Add option to ignore overlapping speech regions #15

Closed Jamiroquai88 closed 7 years ago

Jamiroquai88 commented 7 years ago

Hi, is there some way to ignore overlaping speech in DER scoring? It is quite common to use collar with size 0.25 (I know how to do that), but I can not see option to ignore overlaps. Thanks

hbredin commented 7 years ago

What does "ignoring overlaps" mean exactly?

At least two different ways of doing this come to mind:

I don't have time right now to work on this but I'd gladly consider a pull request adding this feature.

The former is easier to implement than the latter, and could be easily added to UEMSupportMixin: https://github.com/pyannote/pyannote-metrics/blob/develop/pyannote/metrics/utils.py#L35 and all metrics supporting this UEMSupportMixin.

Jamiroquai88 commented 7 years ago

ignoring overlaps means, that you do not evaluate overlapped segments, from md-eval.pl script: to limit scoring to those time regions in which only a single speaker is speaking

hbredin commented 7 years ago

limit scoring to those time regions in which only a single speaker is speaking

Does this mean that regions in which no speaker is speaking are removed as well?

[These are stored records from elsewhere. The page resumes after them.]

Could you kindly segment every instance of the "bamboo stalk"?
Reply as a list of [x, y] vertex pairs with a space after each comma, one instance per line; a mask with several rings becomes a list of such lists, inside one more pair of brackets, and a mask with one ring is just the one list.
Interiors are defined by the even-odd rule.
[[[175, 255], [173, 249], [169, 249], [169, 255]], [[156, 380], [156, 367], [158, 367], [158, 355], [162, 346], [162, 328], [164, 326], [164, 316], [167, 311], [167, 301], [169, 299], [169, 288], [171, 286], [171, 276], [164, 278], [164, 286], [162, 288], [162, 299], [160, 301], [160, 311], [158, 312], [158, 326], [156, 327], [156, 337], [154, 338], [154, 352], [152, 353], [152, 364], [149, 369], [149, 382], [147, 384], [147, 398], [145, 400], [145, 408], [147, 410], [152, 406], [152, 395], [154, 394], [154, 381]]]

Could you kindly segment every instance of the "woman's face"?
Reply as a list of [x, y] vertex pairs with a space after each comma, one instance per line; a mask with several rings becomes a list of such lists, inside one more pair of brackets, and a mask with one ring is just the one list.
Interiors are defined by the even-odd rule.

In other words, should non-speech regions be discarded as well? This could have a huge impact on files with a lot of non-speech regions...

Jamiroquai88 commented 7 years ago

no, you still score regions with non-speech as a part of DER, you just do not score overlapped regions. Point is, that very common DER setup is with collar of size 0.25 and without scoring overlapped regions, because it is too difficult to detect and assign overlapped segments.

hbredin commented 7 years ago

OK. Got it.

Not sure "being too difficult" is a good justification for adding such a feature, though... On the other hand, the fact that this is a very common DER setup is.

Therefore, I'll try to implement this in next release but cannot provide any ETA.

In the meantime, I would gladly guide you if you'd like to add it yourself. This is (more or less) just a matter of finding overlapping region (using reference.co_iter(reference) for instance) and then extrude those regions from uem.

hbredin commented 7 years ago

A new skip_overlap option has been added. It is available in the develop branch and will be part of next official release.

@Jamiroquai88 I would really appreciate if you could give me some feedback on this.